The system is now a cohesive unit: a Kubernetes operator providing both declarative and imperative APIs for a critical middleware function, backed by a robust distributed database for state, running on managed Kubernetes, and deployed via a secure, automated pipeline.

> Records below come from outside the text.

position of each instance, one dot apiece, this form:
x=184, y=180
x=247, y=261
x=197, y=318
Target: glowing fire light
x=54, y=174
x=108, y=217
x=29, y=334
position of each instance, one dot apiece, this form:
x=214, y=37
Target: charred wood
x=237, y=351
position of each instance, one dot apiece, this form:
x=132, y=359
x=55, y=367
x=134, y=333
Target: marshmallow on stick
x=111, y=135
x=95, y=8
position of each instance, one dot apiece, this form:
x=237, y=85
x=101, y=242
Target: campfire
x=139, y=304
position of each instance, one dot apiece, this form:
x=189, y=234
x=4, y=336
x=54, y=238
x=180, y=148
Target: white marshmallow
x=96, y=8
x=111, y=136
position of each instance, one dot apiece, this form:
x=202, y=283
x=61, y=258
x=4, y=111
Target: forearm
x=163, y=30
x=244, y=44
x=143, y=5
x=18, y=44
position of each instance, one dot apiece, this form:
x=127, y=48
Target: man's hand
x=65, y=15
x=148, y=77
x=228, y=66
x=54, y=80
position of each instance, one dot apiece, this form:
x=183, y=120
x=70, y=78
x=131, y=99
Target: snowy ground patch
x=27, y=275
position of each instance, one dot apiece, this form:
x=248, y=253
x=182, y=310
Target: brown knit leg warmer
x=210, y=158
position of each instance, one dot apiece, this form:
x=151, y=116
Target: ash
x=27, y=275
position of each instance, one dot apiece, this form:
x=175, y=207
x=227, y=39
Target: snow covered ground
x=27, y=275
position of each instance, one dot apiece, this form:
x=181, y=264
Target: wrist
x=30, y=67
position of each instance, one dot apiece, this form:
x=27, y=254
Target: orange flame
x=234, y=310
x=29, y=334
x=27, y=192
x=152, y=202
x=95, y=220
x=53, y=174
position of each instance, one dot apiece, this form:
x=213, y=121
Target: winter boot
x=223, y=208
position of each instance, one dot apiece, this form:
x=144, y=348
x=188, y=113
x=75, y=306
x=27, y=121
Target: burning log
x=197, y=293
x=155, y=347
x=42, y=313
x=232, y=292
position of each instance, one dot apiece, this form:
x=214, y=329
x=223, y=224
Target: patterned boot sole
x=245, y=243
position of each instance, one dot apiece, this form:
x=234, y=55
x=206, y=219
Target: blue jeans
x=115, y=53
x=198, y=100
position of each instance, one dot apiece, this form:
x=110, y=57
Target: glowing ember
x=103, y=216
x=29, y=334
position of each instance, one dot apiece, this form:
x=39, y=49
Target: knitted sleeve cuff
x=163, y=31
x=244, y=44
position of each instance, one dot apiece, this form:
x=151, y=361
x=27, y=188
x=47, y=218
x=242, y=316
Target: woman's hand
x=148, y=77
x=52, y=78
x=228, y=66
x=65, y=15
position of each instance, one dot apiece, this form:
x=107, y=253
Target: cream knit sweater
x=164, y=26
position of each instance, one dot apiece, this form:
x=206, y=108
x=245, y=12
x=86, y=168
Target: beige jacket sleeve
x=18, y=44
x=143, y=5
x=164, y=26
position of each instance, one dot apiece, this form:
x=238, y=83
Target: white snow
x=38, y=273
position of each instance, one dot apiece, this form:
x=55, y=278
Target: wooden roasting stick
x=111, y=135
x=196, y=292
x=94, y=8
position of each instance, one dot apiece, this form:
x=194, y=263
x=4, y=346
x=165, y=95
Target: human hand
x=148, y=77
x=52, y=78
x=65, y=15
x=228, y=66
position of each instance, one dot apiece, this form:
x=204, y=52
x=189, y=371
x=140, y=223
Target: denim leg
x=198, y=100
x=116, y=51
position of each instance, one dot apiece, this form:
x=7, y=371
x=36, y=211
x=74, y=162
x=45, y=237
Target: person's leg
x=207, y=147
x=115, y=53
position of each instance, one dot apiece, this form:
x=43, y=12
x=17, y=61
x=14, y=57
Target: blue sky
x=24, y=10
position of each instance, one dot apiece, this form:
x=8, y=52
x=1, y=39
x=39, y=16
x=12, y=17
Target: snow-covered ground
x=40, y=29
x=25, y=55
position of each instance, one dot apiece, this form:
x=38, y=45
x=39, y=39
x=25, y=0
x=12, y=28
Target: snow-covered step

The architecture’s primary limitation is its reliance on polling Couchbase for pending jobs. While effective and simple, this introduces a small latency floor equal to the polling interval. A more advanced iteration could leverage Couchbase’s Eventing service or a Change Data Capture (CDC) stream to trigger the job processor reactively, moving towards a truly event-driven model. Additionally, the communication from the operator to target pods is currently a simple fire-and-forget HTTP call; a production-grade system might implement a more sophisticated mechanism, possibly involving a sidecar on each target pod that establishes a persistent gRPC stream with the operator for near-instantaneous invalidation commands. The current security posture of the gRPC endpoint is also minimal; mTLS authentication between client services and the operator would be a mandatory addition before deploying to a production environment.